Nur – die Rolle, die Kultur einmal wesensmäßig innehatte, die Rolle der Opposition gegen den Ist-Zustand der Welt und des entschiedenen Einspruchs gegen den Ablauf der Dinge: Diese Rolle hat sie erst einmal wie ein zerschlissenes Kostüm im Fundus verschwinden lassen. Auch in der Kunst gibt es ja keine Extremisten mehr, sondern nur noch Freaks.

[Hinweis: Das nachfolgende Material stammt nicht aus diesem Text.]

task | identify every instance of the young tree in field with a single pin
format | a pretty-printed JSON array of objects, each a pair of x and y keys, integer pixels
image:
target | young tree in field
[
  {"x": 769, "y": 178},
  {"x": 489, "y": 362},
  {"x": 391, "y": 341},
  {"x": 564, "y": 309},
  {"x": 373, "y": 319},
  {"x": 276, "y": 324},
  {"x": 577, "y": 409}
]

Die Frontlinie zwischen Regierenden und Nichtregierenden hat sich aufgelöst

Sicher hat es seine Vorteile, dass uns keine Neinsager mehr auf die Nerven gehen und dass die wenigen, die noch behaupten, welche zu sein, als komische Figuren allenfalls Artenschutz genießen. Es wäre auch falsch zu behaupten, das Verschwinden der Neinsager habe nun lauter Jasager hervorgebracht, deren euphorisches Gebrüll uns von morgens bis abends in den Ohren dröhnt. Es ist vielmehr so, dass heute weder die Jasager noch die Neinsager besonders gut kommerzialisierbar sind. Niemand möchte in den Verdacht kommen, dass er mit den Verhältnissen rundum einverstanden sei – ebenso wenig wie sich jemand den Ruf zuziehen will, den Status quo radikal abzulehnen.

Jeder, der etwas sagt, teilt zunächst einmal mit, dass er denkt (was keineswegs ein Nachteil ist) – und dann kommt, wenn es gut geht, eine Reihe grammatisch und logisch durchaus korrekt gebauter Sätze, die darüber Auskunft geben, dass der Sprechende hauptsächlich darüber nachdenkt, seine Ratlosigkeit so gut zu verkaufen, dass sie sich bis zum nächsten Interview amortisiert.

Gespenstisch an alldem ist, dass alle Einrichtungen nicht nur dem Namen nach, sondern auch mit ihren Statuten und Gebäuden noch vorhanden sind, während sie im Grunde nichts mehr zu bieten haben – oder etwas ganz anderes als das, was man mit Fug und Recht von ihnen erwarten darf. Das gilt gleichermaßen für das Parlament, die Parteien, die Regierung, die Presse, die Theater, die Kultur überhaupt – und eben auch für die Opposition. Die Thüringer SPD, so ist zu hören, geht jetzt ganz heftig „in die Opposition“.

Nur können wir uns nach den Erfahrungen der letzten Zeit absolut nichts mehr darunter vorstellen – ein Problem, das keineswegs auf Thüringen begrenzt und auch nicht allein der SPD anzulasten ist.